Step 4. If the sum of the all scores changes significantly, cycle Step 2; otherwise the 
process ends. 

It is seen according to the description of the invention in conjunction with the 
particular embodiments that the summary method of the invention is also a statistics- 
based method, which performs the discourse analysis and the morphologic process, and 
that the new functions of the method are: 

• Allowing the user to customize "the user summary profile" in which the user can 
list the fields and topics he or she interested in, and also listed he or she is sensitive to 
which kind of word (such as person names, person titles, place names, numbers, amounts 
of money, dates, terms defined by the user own, etc.); 

• The generated summaries being capable of being driven by subjects or the user's 
query; 

• A completely new sentence ranking strategy, herein called "automatic 
correlation method": the first step, initializing the ranking score for the words and 
sentences; the second step, computing scores for every words according to the user 
summarization profile, topics or query terms provided by the user, and frequencies of the 
words; the third step, computing the ranking scores according to the words contained in 
the sentences and the document discourse in the document set; the fourth step, 
feedbacking the sentence scores to the words and repeating the second step and the third 
step, until the sentence scores have been stabilized. 

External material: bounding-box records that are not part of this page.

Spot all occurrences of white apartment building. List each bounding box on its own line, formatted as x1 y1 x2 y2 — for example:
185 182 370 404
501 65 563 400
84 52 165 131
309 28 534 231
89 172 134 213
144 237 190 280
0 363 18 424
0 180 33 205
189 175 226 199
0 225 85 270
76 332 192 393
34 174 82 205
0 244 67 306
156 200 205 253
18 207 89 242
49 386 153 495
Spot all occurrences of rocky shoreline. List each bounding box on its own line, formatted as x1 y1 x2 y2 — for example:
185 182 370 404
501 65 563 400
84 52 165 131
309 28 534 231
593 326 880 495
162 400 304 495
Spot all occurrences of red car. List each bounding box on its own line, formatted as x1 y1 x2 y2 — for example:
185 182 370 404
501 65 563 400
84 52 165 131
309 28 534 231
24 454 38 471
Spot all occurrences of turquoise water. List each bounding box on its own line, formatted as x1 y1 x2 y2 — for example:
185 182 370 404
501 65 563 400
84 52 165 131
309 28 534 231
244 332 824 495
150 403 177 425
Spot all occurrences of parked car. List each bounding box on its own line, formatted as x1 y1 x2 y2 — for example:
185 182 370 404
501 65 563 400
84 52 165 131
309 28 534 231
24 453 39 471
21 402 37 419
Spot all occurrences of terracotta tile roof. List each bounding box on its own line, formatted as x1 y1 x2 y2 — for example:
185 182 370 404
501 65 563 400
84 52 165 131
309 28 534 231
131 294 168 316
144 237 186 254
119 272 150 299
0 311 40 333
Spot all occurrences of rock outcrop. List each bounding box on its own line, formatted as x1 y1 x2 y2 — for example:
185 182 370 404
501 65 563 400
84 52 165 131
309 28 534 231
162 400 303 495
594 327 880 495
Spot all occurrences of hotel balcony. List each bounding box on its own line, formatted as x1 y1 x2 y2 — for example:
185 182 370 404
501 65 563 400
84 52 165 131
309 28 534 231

This method fully utilizes the dicourse information of every document, the clue 
words in the document, the title words, the language processing results, and topics or 
query terms provided by the user, to make the generated summaries accord with the 
user's requirements more completely. 

The flow charts described here are only exemplary, and many modifications can be 
made to those chart examples or the steps (or operations) described therein without 
departing from the spirit of the invention. For example, those steps can be executed in 
different order, or increased, reduced or improved. Therefore, those changes are 
considered as a part of the invention which points out the claims. 



Although the preferred embodiments have been described here, it is apparent to those 
skilled in the art that various of modifications, complements, replacements and similar 
changes can be made without departing from the spirit of the invention, therefor those 
alternations are considered to be in the inventive scope defined by the appended claims.